Run the code in Listing 1 again to recreate the dbo.details table and its indexes. Then run Listing 2 to turn on both trace flags, and perform three UPDATE operations, three SELECT operations, and three statistics updates. (If you look at the plans for the SELECT statements, you should see that they're all using an index seek inappropriately because of bad statistics information.) Then run DBCC SHOW_STATISTICS to examine the statistics for the ASCENDING state. You should see the values that Table 1 shows in the last column of the DBCC SHOW_STATISTICS output. Now that the index is branded as "ascending," when you run one more data update, as follows, the statistics should be updated automatically:
UPDATE dbo.details SET SalesOrderID = 82000 WHERE SalesOrderID < 56000 GO
If you run the following SELECT, you'll see that the optimizer chooses the better plan even though statistics aren't manually updated. The number of reads should be 1,258, which indicates a clustered index scan.

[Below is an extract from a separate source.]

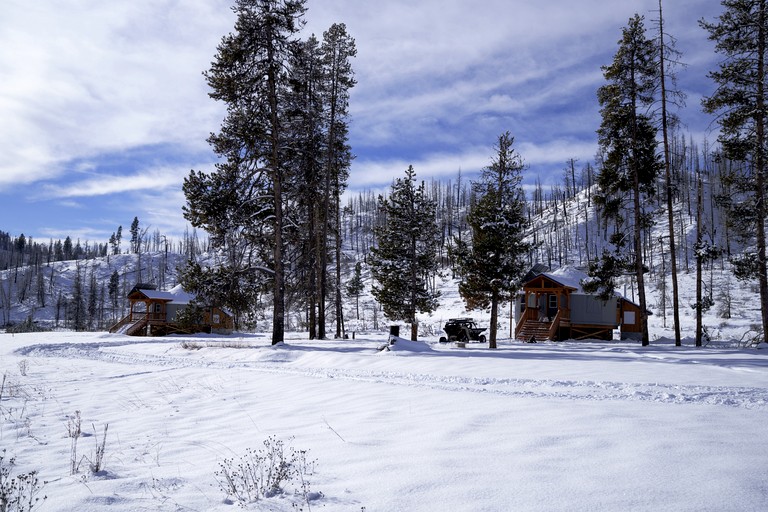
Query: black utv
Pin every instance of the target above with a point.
(462, 329)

SELECT * FROM dbo.details WHERE SalesOrderID > 81000
Another trace flag, 2390, introduced in SQL Server 2005 SP1, enables the same behavior as trace flag 2389 - but only in cases where the optimizer doesn't know whether the leading index column is ascending. So if you use both 2389 and 2390, your statistics should be automatically updated much more often. You should never use trace flag 2390 alone, since doing so would mean that statistics would be updated only when the ascending nature was unknown and not when the column was known to be ascending. If you're interested in exploring how to use trace flags 2389 and 2390, see the Microsoft articles "FIX: You may notice a large increase in compile time when you enable trace flags 2389 and 2390 in SQL Server 2005 Service Pack 1" (http://support.microsoft.com/?kbid=922063) and "FIX: SQL Server 2005 may not perform histogram amendments when you use trace flags 2389 and 2390" (http://support.microsoft.com/?kbid=929278), which discuss problems with the flags and fixes for them. As with any Microsoft hotfix, you should apply the fix only if you can definitely establish that the bug is negatively affecting your applications.
Manual Intervention Still Required
SQL Server's ability to automatically update statistics is useful, but you can't assume that just because the feature is enabled, you'll never need to run the UPDATE STATISTICS command. Two new trace flags in SQL Server 2005 SP1 can help the automatic statistics-updating functionality gather more information about your data distribution. Nonetheless, even with the trace flags, a DBA still needs to monitor query performance, spot when queries are performing less than optimally due to out-of-date statistics, and either manually update the statistics or set up a job schedule to update them more often than the auto update feature allows.